Me fiz de idiota, porque no fundo sou mesmo. Respondi agradecendo os serviços e fui à luta. Na minha antiga encarnação, registrei um milhão de marcas, que de tempos em tempos ficavam ameaçadas de caducar. Uma vez por ano, fazia uma revisão. Matava algumas. Sustentava outras. O jurídico era quem fazia a burocracia para mim, mas felizmente sempre soube o caminho das pedras.

Hoje fui lá, tipo João e Maria, catando as pedrinhas no site do governo. Pesquisei se algum gaiato havia registrado minha marquinha. Petição negada. Rumei para o botão de pagamento e imprimi um GRU para chamar de meu. Paguei R$ 142 no Banco do Brasil e parti para o registro. Qualquer ser alfabetizado faz. Escolhe a categoria. Preferi a mista para proteger meu logo. Apliquei o nome. Mandei a marca digitalizada. Selecionei o setor, no meu caso serviço + hotel. Dei enter.

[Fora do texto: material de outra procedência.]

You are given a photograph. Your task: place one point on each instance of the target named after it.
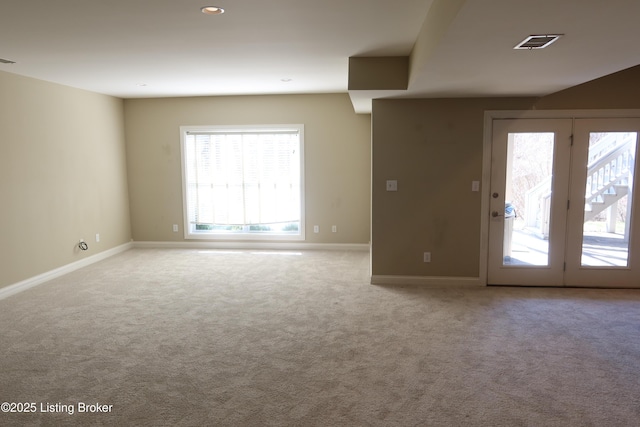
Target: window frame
(213, 235)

Cento e quarenta reais e cinco cliques depois, o registro estava em processo, com todos os documentos impressos, bonitinhos, na minha mão. Sim, pode até ser que os gaiatos tenham feito o mesmo que eu horas antes de me telefonar e teremos uma guerra de pulgas contra formigas nos próximos capítulos. Dane-se. Rebatizo a pousada de “Pousada A Capela com as deliciosas coxinhas da Nil”ou “Pousada A Capela da dona sem crachá.

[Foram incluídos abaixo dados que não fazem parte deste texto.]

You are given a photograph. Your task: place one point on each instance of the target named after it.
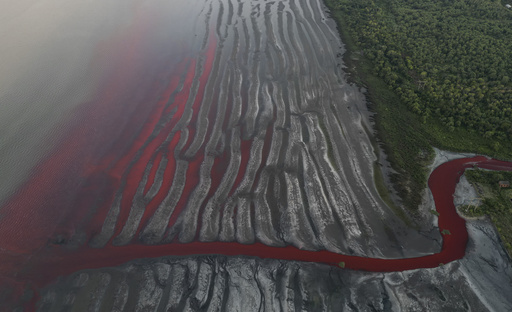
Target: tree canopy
(450, 60)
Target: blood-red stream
(28, 258)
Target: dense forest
(450, 60)
(496, 201)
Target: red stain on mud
(41, 209)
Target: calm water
(164, 122)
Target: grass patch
(496, 201)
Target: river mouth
(204, 127)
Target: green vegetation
(436, 74)
(496, 201)
(448, 59)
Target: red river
(40, 208)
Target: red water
(72, 190)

O olho do furacão dessa história é o maldito oportunismo daqueles que preferem tentar ganhar dinheiro fácil às custas de quem trabalha duro e decentemente. Fiquei pensando no tipo de empreendedor que cria uma empresa para buscar oportunidades de extorquir dinheiro. Que fica vasculhando caminhos para ganhar dinheiro fácil de incautos e distraídos. Tipo Eduardo Cunha que fez todos os registros digitais possível com o nome/marca de Jesus. Quer abrir um site “jesusteama.com.br”? Tem que comprar o registro do presidiário mais inominável do país.

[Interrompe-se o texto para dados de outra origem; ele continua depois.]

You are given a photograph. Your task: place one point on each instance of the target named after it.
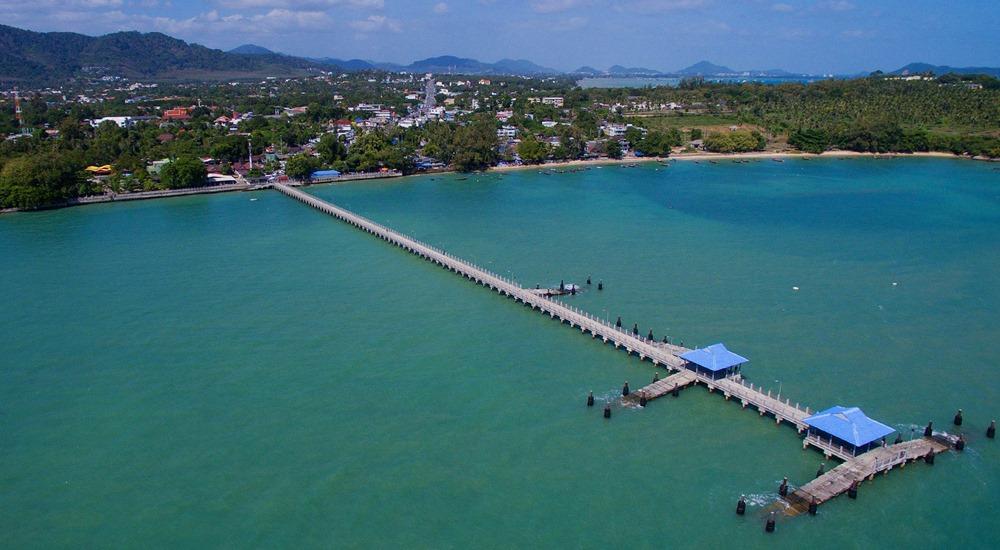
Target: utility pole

O outro caso que aconteceu comigo foi de natureza diferente. Um empresário estrangeiro me ofereceu serviços para instalação de um sistema de energia alternativo. Me interessei e comecei a pesquisar. O que ele dizia de fato fazia muito sentido. Valia a pena. Era um bom negócio. Me interessei mais. Fizemos outra reunião. Ele trouxe um orçamento. Fui à luta. Fiz aquilo que todo empresário, micro, pequeno, médio ou grande, deve fazer antes de fechar um contrato: pesquisa. Pesquisei o assunto. Pesquisei fornecedores. Pesquisei preços. O amigo gringo, simpático, inteligente e aparentemente eficiente, tinha um preço de uma centena e algumas dezenas de milhares de reais a mais por conta da “assessoria/mordomia”que ele prometia oferecer. Coisas do tipo: “abro sua conta no banco”, “aprovo seu financiamento”, “resolvo sua vida”. Perguntei algumas vezes como ele ganharia o dinheiro dele e o gajo nunca foi claro. Nem, ao menos, cravou: “ganho 20% sobre o valor total do serviço”.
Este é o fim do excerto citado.